Our drive took us over an hour. Much of the road was over deep ravines, some of the road was washed out at points, and we were grateful for the motorcycle that preceded us and investigated the turns and bridges. Periodically Don and I would wave at Fred and Clint who were riding in the back of Dr. Lee’s truck who followed us at a respectful distance. His truck had very little power and needed a good run at some of the hills.
The church is a marvel. Two missionary teams built that church—and it is superb. The floor is a lovely laid tile with an inlaid cross; there is a cross behind the altar, grillwork fills the windows, and there is an absolutely spectacular view. The workers were well prepared for us and had the area set up with tables and chairs.
Patients arrived slowly at first but then we had plenty to see. Clint, the newly minted physician sat with first me and then Bill. Finally we had him see the patient with Ellen, the interpreter, and have Bill oversee his diagnosis and treatment plan. I saw an 8 year old girl wearing a T-shirt saying “It’s all about Me, Me, and Me” Again we completed the medical portion of our visit and I translated the T-shirt for her—“Todos los Mundos es por Mi, Mi y Mi”. The mother laughed and said no, that was usually not true. Another small boy had a T-shirt that proclaimed “ this is the important choice’ I translated that as well—and the little boy looked most surprised as the choices were all about video games.

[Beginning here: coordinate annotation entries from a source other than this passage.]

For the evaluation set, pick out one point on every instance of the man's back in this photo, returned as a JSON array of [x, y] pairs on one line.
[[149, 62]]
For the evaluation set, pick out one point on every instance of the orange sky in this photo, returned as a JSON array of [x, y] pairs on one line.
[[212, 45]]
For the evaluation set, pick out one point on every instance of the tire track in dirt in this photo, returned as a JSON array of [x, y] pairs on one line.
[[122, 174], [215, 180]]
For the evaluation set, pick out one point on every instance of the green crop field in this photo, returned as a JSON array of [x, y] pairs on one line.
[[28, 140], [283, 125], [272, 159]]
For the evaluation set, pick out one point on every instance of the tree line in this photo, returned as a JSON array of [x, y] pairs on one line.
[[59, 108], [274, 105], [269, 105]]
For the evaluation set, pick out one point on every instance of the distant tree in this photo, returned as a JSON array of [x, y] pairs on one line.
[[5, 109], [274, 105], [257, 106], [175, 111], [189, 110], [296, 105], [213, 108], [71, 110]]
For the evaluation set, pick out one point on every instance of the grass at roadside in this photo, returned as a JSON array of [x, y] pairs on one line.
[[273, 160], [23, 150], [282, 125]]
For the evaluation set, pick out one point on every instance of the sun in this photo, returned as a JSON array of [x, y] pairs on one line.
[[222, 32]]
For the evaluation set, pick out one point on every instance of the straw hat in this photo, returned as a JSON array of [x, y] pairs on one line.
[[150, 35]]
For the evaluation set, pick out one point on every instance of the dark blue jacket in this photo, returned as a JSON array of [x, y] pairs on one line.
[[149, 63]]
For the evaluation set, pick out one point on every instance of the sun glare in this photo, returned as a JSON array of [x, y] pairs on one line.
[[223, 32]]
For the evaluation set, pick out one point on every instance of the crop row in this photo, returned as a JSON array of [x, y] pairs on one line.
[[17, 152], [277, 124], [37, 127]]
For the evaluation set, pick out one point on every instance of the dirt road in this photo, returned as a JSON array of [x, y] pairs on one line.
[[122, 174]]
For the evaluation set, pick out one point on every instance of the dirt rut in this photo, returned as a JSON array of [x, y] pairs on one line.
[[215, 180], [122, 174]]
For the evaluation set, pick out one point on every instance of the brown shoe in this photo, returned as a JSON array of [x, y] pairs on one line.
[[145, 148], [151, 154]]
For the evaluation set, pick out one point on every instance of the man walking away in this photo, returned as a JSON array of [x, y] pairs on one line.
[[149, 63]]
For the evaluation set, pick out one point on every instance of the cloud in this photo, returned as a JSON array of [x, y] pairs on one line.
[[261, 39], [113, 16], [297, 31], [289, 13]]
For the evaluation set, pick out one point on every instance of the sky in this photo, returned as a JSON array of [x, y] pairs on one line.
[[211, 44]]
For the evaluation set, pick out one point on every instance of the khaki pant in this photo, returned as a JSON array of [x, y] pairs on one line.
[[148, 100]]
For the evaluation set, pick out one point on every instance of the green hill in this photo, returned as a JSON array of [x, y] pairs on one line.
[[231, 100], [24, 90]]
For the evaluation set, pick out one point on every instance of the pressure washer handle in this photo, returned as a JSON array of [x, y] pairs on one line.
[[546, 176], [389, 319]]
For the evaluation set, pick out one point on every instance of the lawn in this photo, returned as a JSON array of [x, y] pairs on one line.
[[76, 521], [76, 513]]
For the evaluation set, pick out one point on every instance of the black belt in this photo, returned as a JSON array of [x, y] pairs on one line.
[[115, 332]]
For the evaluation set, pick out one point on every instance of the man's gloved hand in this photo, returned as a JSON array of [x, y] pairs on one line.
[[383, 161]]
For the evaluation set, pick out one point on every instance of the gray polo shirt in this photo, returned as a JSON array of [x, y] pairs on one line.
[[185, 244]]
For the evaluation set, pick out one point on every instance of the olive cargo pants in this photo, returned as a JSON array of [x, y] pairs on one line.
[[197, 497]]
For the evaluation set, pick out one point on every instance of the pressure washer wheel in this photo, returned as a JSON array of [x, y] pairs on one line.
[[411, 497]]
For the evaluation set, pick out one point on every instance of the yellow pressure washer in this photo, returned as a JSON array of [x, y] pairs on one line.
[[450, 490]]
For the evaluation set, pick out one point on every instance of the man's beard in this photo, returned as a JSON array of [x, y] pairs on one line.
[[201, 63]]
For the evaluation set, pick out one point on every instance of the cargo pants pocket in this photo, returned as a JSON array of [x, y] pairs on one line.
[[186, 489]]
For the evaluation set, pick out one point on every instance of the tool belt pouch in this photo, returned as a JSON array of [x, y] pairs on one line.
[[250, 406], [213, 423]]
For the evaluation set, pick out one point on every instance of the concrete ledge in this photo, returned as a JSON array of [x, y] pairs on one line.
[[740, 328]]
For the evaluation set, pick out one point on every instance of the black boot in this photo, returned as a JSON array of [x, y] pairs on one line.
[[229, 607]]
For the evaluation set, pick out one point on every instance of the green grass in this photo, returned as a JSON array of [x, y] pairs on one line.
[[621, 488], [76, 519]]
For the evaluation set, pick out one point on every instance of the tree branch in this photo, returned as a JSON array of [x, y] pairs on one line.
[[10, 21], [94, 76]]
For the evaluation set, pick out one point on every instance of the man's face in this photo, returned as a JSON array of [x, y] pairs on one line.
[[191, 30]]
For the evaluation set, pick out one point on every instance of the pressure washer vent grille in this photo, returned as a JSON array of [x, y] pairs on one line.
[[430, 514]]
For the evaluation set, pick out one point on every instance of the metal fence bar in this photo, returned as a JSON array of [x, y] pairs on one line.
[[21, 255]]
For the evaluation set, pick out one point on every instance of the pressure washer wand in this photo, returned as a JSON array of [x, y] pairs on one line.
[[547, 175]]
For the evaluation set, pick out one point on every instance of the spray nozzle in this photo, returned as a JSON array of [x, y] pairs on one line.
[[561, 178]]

We did not break for lunch until 2. I was too hot to eat much; Sammie Lee, Carol and Don declined most of their lunch. I passed out the plates of food to the workers and the patients. Don the pharmacist patiently poured out the tamarindo juice for the workers and the patients. Later we learned that the other team’s lunch had fallen off the back of the truck and that they had then backed over it—creating very squishy sandwiches.
The day passed quickly and suddenly it was nearly 4. The pharmacy finished up their work with the help of Fred—and I had the opportunity to read some of my Bilingual books to the children. The adults were just as interested in the story as the children—and I gave my books at the end to the pastor/lay preacher at the church. He had read several of the books –to himself at lunchtime.
I spoke to him at the end of the day—about how important education is for the children. That is, indeed, my first love, giving children the love of reading. Reading transformed my life and I wish to pass that opportunity on to others. When I see their faces, I see myself as a child===not really knowing that life could be different than what I knew—but reading provided an insight into an entirely different world.
We were all pleased to see Dr. Lee’s truck at the end of the day. I distributed Carol’s stash of lunch items including canned sardines. There was much laughter as I explained that my husband loved canned sardines but I did not—and therefore the sardines were only for a man.
Once again, Paco was most appalled that La Doctora would wish to ride in the back of the truck because a deluge of rain was a good possibility. Since we had dispensed most of our medicine, our duffle bags and coolers fit into the back of just one truck and so we had twelve Hondurans hop into the back of the truck with Don, the pharmacist and myself.
Two of the ladies chatted with me—as much as possible while bouncing and trying to see each other above the heads of eager children. They told me it was a 3 hour walk to Yuscaran, the nearest large city by taking shortcuts down the mountain. We dropped them off at various parts of the road; some of the paths seeming little more than cow-paths up the mountain. Parts of the road appeared more washed out than before and it was clear that a significant rainfall had occurred within the last hour or so. None of us wanted to be on that mountain road in the dark.
When we arrived at the main road, the bus had already left with the other group. Dr. Lee and Paco drove us all back to Zamarano—and wished us a good trip—bien viaje.
Tomorrow we pack up and go to Tegucigalpa to catch our plane for home on Saturday.
As always for me, the last day is the best day.